Interarch traction for impacted canines
Orthodontic eruption of impacted canines requires proper biomechanics to avoid altering the occlusal plane and stressing the adjacent teeth. Relying solely on the brackets and archwire as anchorage, for example, could create a lateral open bite and bone loss distal to the lateral incisor. This pearl reviews the use of skeletal anchorage in the opposing arch, referred to as interarch traction, as a method to safely erupt stubborn canines.
The impacted canine was extruded with elastics to a miniscrew in the opposing arch. Since the canine was too high for the patient to connect the elastics, an attachment with a long crimpable hook extending from the canine bracket was fabricated.
First, a 0.016" × 0.022" stainless steel wire was bent into a small square, approximately 5 mm × 5 mm. The ends of the wire were held together with composite but alternatively could have been soldered. A long crimpable hook to receive the elastics was connected at the bottom of square. The canine bracket was connected at the top [Figure 1a]. The attachment was connected to the bracket before the surgery and the unit was placed by the oral surgeon.
A miniscrew (1.6 mm diameter × 8.0 mm length) was placed adjacent the mandibular first premolar on the affected side. The orthodontist may choose a location either mesial or distal to the tooth depending on the position of the impacted canine and the skeletal relationship. The angulation of the miniscrew should be kept at 60–90° to the occlusal plane, as a steeper angulation might cause the elastic to slip off the miniscrew head.

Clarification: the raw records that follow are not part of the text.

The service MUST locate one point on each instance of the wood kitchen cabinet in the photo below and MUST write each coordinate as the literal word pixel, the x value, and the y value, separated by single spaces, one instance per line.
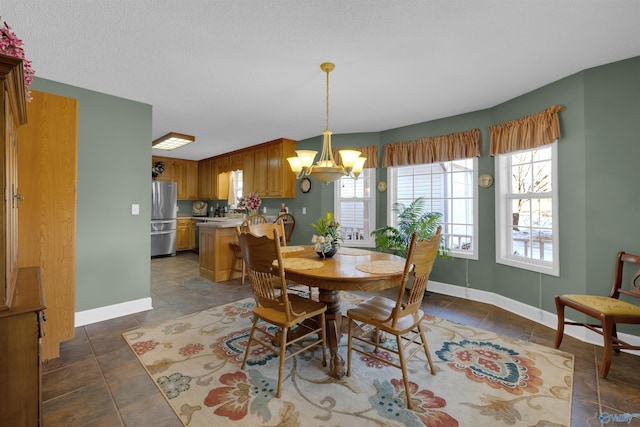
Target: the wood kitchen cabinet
pixel 272 175
pixel 21 292
pixel 20 363
pixel 47 171
pixel 185 235
pixel 207 178
pixel 187 179
pixel 215 253
pixel 264 167
pixel 247 171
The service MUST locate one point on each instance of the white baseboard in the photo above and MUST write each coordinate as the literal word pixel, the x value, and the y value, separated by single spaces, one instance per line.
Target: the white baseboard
pixel 532 313
pixel 112 311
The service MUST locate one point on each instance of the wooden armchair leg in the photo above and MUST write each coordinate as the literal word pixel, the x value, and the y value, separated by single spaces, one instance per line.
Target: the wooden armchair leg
pixel 560 328
pixel 608 328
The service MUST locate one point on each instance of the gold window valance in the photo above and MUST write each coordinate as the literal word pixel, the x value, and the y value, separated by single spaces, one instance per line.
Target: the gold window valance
pixel 461 145
pixel 525 133
pixel 370 152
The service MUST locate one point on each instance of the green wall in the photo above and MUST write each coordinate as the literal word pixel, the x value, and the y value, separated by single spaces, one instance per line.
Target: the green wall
pixel 598 204
pixel 598 158
pixel 112 246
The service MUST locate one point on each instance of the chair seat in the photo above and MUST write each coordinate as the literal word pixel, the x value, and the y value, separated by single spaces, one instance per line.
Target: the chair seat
pixel 376 309
pixel 303 306
pixel 606 305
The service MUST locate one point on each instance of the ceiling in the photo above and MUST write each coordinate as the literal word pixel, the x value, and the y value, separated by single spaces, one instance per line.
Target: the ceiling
pixel 238 73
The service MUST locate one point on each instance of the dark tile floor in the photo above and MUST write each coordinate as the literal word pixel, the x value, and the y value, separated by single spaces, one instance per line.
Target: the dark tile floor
pixel 97 381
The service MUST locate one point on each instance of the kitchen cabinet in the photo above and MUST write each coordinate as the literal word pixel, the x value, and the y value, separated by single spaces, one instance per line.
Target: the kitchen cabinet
pixel 185 234
pixel 215 254
pixel 21 292
pixel 187 179
pixel 204 179
pixel 272 175
pixel 20 363
pixel 14 114
pixel 247 171
pixel 183 172
pixel 47 172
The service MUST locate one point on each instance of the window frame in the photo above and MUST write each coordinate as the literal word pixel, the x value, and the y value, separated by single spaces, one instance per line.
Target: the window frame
pixel 504 215
pixel 370 175
pixel 447 223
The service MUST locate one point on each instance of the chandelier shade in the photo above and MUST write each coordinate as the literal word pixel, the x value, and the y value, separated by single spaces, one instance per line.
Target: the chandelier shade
pixel 326 170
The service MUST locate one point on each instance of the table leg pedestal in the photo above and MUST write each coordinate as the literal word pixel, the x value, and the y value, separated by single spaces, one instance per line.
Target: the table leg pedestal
pixel 333 330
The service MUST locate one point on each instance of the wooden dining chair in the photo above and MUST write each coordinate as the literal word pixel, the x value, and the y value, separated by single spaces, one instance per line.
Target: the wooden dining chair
pixel 237 262
pixel 274 306
pixel 400 318
pixel 609 310
pixel 289 223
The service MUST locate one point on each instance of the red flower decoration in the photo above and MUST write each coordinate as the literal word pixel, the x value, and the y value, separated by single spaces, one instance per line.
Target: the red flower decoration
pixel 11 45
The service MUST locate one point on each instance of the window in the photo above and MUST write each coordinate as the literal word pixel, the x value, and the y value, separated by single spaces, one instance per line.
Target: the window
pixel 448 188
pixel 355 208
pixel 527 209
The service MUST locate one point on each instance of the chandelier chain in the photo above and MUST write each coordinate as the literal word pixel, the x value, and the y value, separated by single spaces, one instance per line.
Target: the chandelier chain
pixel 327 102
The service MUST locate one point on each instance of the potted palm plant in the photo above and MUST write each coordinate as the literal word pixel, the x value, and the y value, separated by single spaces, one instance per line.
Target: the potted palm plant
pixel 411 218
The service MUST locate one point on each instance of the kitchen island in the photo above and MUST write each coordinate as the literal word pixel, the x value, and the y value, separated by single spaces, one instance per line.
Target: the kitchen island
pixel 216 256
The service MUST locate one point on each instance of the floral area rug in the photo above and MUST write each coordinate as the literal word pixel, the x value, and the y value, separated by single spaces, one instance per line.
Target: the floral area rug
pixel 481 378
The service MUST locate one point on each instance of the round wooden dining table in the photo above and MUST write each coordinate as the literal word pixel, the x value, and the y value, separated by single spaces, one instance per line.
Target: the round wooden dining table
pixel 343 271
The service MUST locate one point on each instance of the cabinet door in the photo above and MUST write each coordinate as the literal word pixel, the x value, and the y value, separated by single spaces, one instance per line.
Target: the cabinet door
pixel 47 170
pixel 182 234
pixel 260 170
pixel 274 179
pixel 180 174
pixel 247 171
pixel 204 179
pixel 192 180
pixel 192 234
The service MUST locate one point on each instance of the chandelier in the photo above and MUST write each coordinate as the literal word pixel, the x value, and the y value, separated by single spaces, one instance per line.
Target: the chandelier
pixel 326 169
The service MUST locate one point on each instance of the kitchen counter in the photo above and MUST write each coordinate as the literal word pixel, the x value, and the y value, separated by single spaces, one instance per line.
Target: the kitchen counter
pixel 221 223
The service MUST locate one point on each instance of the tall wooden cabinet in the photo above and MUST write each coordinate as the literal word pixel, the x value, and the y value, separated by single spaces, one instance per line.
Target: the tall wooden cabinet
pixel 47 172
pixel 21 296
pixel 272 175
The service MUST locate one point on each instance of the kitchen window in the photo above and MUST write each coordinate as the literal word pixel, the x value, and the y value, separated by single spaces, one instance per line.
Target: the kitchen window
pixel 448 188
pixel 355 208
pixel 527 209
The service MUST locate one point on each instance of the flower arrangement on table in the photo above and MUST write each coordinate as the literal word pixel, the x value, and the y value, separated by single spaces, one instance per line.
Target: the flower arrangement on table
pixel 11 45
pixel 328 242
pixel 251 202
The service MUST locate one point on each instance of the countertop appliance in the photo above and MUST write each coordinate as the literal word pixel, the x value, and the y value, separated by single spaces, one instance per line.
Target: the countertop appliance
pixel 164 210
pixel 200 208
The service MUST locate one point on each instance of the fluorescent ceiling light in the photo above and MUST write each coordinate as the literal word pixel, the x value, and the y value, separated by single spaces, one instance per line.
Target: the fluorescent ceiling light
pixel 172 140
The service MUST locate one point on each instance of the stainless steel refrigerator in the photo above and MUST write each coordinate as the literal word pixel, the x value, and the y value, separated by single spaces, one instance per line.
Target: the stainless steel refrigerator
pixel 164 209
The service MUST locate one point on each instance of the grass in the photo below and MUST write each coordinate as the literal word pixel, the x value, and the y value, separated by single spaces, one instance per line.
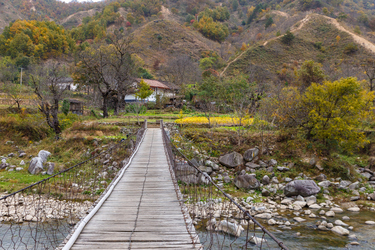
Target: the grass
pixel 15 180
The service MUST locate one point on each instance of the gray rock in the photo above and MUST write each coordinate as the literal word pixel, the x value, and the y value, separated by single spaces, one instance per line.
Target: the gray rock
pixel 263 216
pixel 265 192
pixel 270 169
pixel 299 219
pixel 252 165
pixel 282 169
pixel 272 162
pixel 340 223
pixel 340 230
pixel 231 160
pixel 22 154
pixel 366 175
pixel 208 170
pixel 337 210
pixel 246 181
pixel 301 187
pixel 324 184
pixel 43 155
pixel 213 165
pixel 230 228
pixel 354 209
pixel 310 200
pixel 263 164
pixel 265 180
pixel 257 240
pixel 355 198
pixel 250 154
pixel 330 213
pixel 189 179
pixel 354 185
pixel 275 180
pixel 3 165
pixel 344 184
pixel 36 165
pixel 312 162
pixel 321 177
pixel 50 168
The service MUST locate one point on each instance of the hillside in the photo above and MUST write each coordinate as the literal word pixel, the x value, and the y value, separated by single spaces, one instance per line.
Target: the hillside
pixel 164 39
pixel 8 13
pixel 316 38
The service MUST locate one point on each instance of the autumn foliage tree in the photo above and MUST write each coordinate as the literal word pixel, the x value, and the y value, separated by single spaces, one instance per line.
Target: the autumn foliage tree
pixel 211 29
pixel 40 39
pixel 331 112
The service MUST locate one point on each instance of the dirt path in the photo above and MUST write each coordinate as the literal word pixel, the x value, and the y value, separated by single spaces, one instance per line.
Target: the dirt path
pixel 235 59
pixel 358 39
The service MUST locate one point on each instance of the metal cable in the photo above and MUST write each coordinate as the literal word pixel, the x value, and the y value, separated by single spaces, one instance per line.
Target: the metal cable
pixel 143 189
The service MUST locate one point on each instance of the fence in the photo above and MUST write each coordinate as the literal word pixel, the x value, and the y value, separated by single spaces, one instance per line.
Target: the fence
pixel 42 215
pixel 219 219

A small diameter, medium force elastic (1/8’’, 4.5 ounce) connected the attachment to the miniscrew. The elastic generated a force of about 150 g when connected to the miniscrew. The patient was instructed to thread the elastic behind the open coil spring to avoid placing unwanted pressure on the archwire [Figure 1b]. Step out bends could have been placed in the canine space to make this step easier for the patient. Elastics were worn continuously throughout the day and replaced every 8–12 h. Interarch traction was discontinued once the canine had approximated the archwire [Figure 1c]. The patient had maintained good oral hygiene as it was reinforced that during the traction it would be easy for food or other debris to get stuck within the attachment resulting in malodor, inflammation, or infections.
Ankylosis is the etiologic factor for approximately one- third of all impacted canines that fail to respond to orthodontic traction. If ankylosis is suspected following the development of an open bite, consider transitioning to interarch traction with skeletal anchorage and elastics. It is noteworthy to mention that surgical luxation of the canine is still required. A variation of this pearl would be to utilize a holding arch with buccal hooks in place of a miniscrew.